20002	Bug reports	Authentication	public	2025-03-11 17:27	2025-03-25 14:35

Reporter	c_schmitz	Assigned To	DenisChenu
Priority	urgent	Severity	feature
Status	closed	Resolution	fixed
Product Version	6.6.x
Fixed in Version	6.6.x

Summary	20002: Create 2FA enforcement setting for 2FA plugin
Description	Currently the 2FA plugin does prompt to set up 2FA. but it does not not enforce it, contrary to the settings name in the plugin ("force2fa"). Task: Add an option to the 2FA plugin that does proper enforcment of 2FA. The user should not be able to execute any further actions (except maybe to log out) in the application until 2FA is properly set up. Rename the current setting description to "Enforce 2FA on login" with the following options: `'0 ' => 'No', '1' => 'Only prompt, no enforcement', '2' => 'Always enforce',` Setting 1 is the current prompt behavior. Setting 2 is the new real enforcement.
Steps To Reproduce	Log in as superadmin, Activate the 2FA plugin. Set "Prompt to activate 2FA on login" to 'yes'. Log out and log in again, see that your are only prompted to set up 2FA but you can skip it.
Tags	No tags attached.

Bug heat	4
Complete LimeSurvey version number (& build)	6.6
I will donate to the project if issue is resolved	No
Browser
Database type & version	.
Server OS (if known)
Webserver software & version (if known)
PHP Version	.

User List	There are no users monitoring this issue.
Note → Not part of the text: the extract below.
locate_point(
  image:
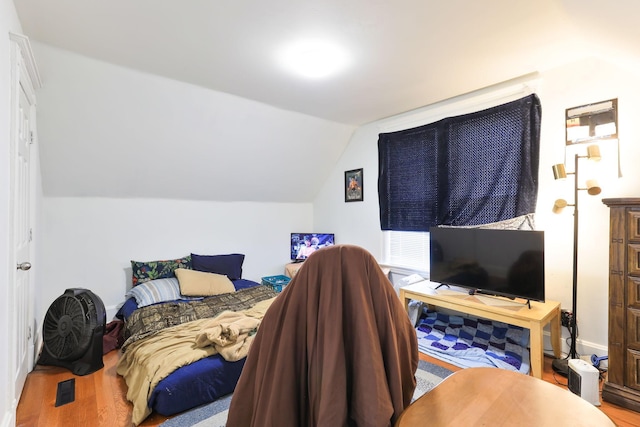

DenisChenu 2025-03-12 00:51 developer ~82229	My opinion : 2FA must happen after login : Connect with user/pass If OK : show 2FA code If OK : connect If 'Always enforce' is set : 2 replaced by "Show 2FA creation form"

DenisChenu 2025-03-14 15:16 developer ~82241	Need to add an event plugin

DenisChenu 2025-03-14 15:24 developer ~82242	`'2' => 'Always enforce',` too `'2' => 'Always enforce 2FA activation and authentication',`

DenisChenu 2025-03-14 16:55 developer ~82243	https://github.com/LimeSurvey/LimeSurvey/pull/4202

DenisChenu 2025-03-14 17:31 developer ~82247	After reflection: I leave TwoFactorAdminLogin with SAML and other redirect system, and Setting LDAP as default method of authentication disables 2FA input on login screen. For redirect : must add an option : some user can want 2FA for internal user only, but not for CAS or OAuth plugin because CAS and OAuth can have their own 2FA.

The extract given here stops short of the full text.